Winter Wildlife

Erin Conant

Beneath the fallen leaves, atop bare branches and deep within the soil exists the kind of life we don’t normally notice in the midst of wintry weather.

While we retreat to the toasty confines of our homes from the seemingly dormant winter outdoors, vegetation continues to grow and bloom and wildlife still scurry about the earth.

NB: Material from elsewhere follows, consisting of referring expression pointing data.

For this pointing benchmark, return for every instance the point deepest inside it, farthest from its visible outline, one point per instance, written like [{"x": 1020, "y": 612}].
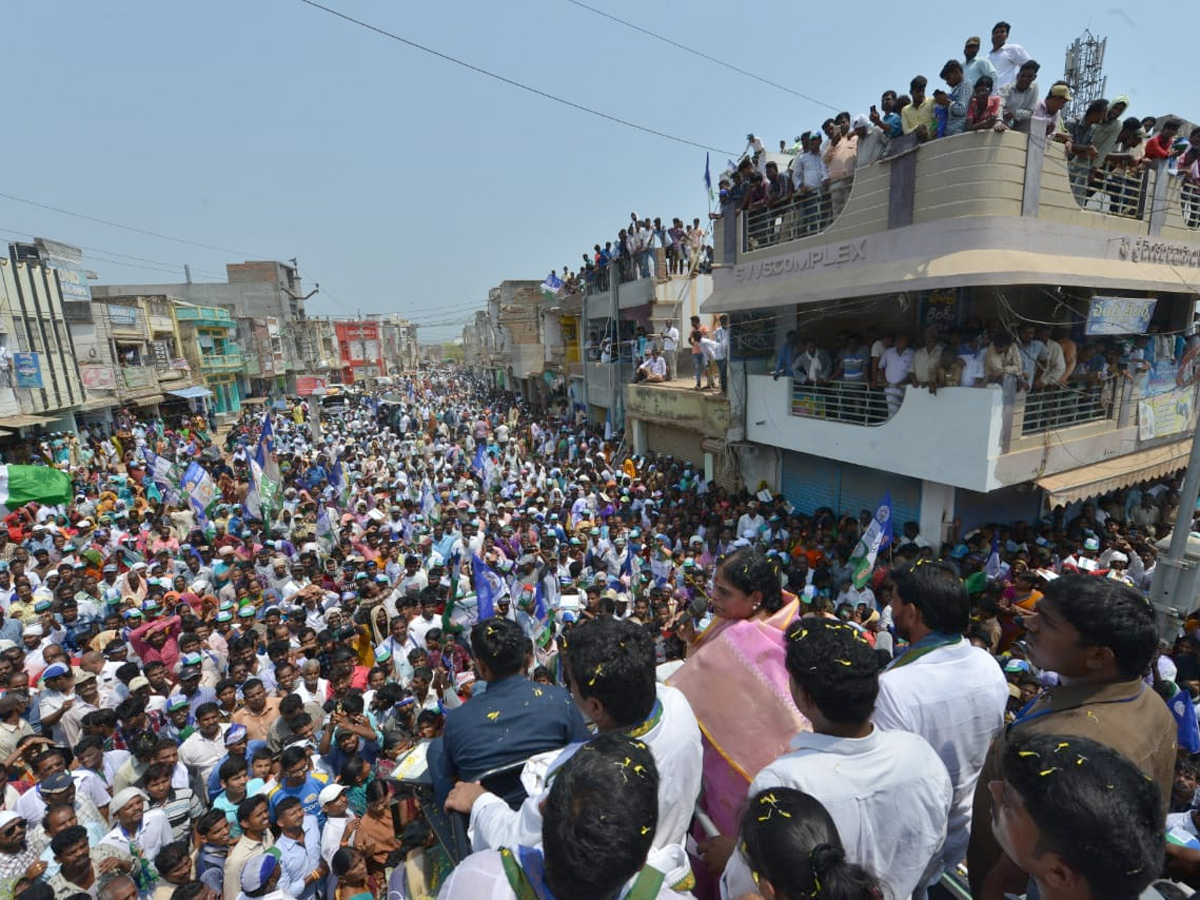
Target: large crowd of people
[
  {"x": 1108, "y": 150},
  {"x": 1083, "y": 373},
  {"x": 435, "y": 645}
]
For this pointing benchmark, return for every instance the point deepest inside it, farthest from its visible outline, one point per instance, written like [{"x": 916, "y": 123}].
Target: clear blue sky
[{"x": 406, "y": 184}]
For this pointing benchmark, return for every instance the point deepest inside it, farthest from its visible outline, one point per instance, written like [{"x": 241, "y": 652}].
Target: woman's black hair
[
  {"x": 790, "y": 840},
  {"x": 749, "y": 569}
]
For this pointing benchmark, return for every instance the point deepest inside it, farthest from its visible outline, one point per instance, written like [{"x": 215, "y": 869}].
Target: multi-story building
[
  {"x": 978, "y": 233},
  {"x": 359, "y": 349},
  {"x": 256, "y": 292},
  {"x": 207, "y": 336},
  {"x": 130, "y": 354},
  {"x": 40, "y": 384}
]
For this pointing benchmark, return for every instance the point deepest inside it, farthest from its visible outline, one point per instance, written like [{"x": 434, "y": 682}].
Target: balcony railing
[
  {"x": 857, "y": 403},
  {"x": 851, "y": 402},
  {"x": 1117, "y": 192},
  {"x": 221, "y": 361},
  {"x": 139, "y": 378},
  {"x": 798, "y": 216},
  {"x": 1189, "y": 203},
  {"x": 1054, "y": 408},
  {"x": 204, "y": 316}
]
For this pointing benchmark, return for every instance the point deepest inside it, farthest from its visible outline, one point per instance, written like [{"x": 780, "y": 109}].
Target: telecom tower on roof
[{"x": 1084, "y": 72}]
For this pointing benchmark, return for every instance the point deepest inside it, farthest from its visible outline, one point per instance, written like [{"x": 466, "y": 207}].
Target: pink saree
[{"x": 738, "y": 688}]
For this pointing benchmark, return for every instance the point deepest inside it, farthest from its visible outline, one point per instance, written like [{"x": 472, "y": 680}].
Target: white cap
[{"x": 329, "y": 793}]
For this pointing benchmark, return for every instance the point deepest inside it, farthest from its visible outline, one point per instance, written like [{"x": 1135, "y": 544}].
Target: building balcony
[
  {"x": 138, "y": 379},
  {"x": 204, "y": 316},
  {"x": 976, "y": 438},
  {"x": 227, "y": 361},
  {"x": 981, "y": 209}
]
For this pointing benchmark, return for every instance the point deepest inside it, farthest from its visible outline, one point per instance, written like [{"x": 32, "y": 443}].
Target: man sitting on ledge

  • Bluebirds, mockingbirds and cardinals create a visual treat and testament to the liveliness of the season. Siren reds and deep sky blues can be seen flitting from their perches to the ground and back in search of seeds and vegetation provided by cold-hardy plants such as the evergreen sumacbeautyberry and native hollies.
  • Meanwhile, more aboveground busyness is exemplified in the hive of honeybees who continue to work and feed on stores of honey to sustain their body temperatures.
  • Toiling out of sight and out of mind beneath frozen plant stalks, microscopic organisms such as nematodes remain alive and well, breaking down organic matter into beneficial nutrients plants need for strong and vigorous growth.

From this, we gain opportunities to help by nurturing and protecting our soil with natural nutrients, such as compost and mulch, and by setting out seed treats for the flocks.

Keep a watchful eye on the world around you this winter. Under bare limbs, beneath the soil and across the sky, life continues to thrive – even in the coldest and most slumbering of settings.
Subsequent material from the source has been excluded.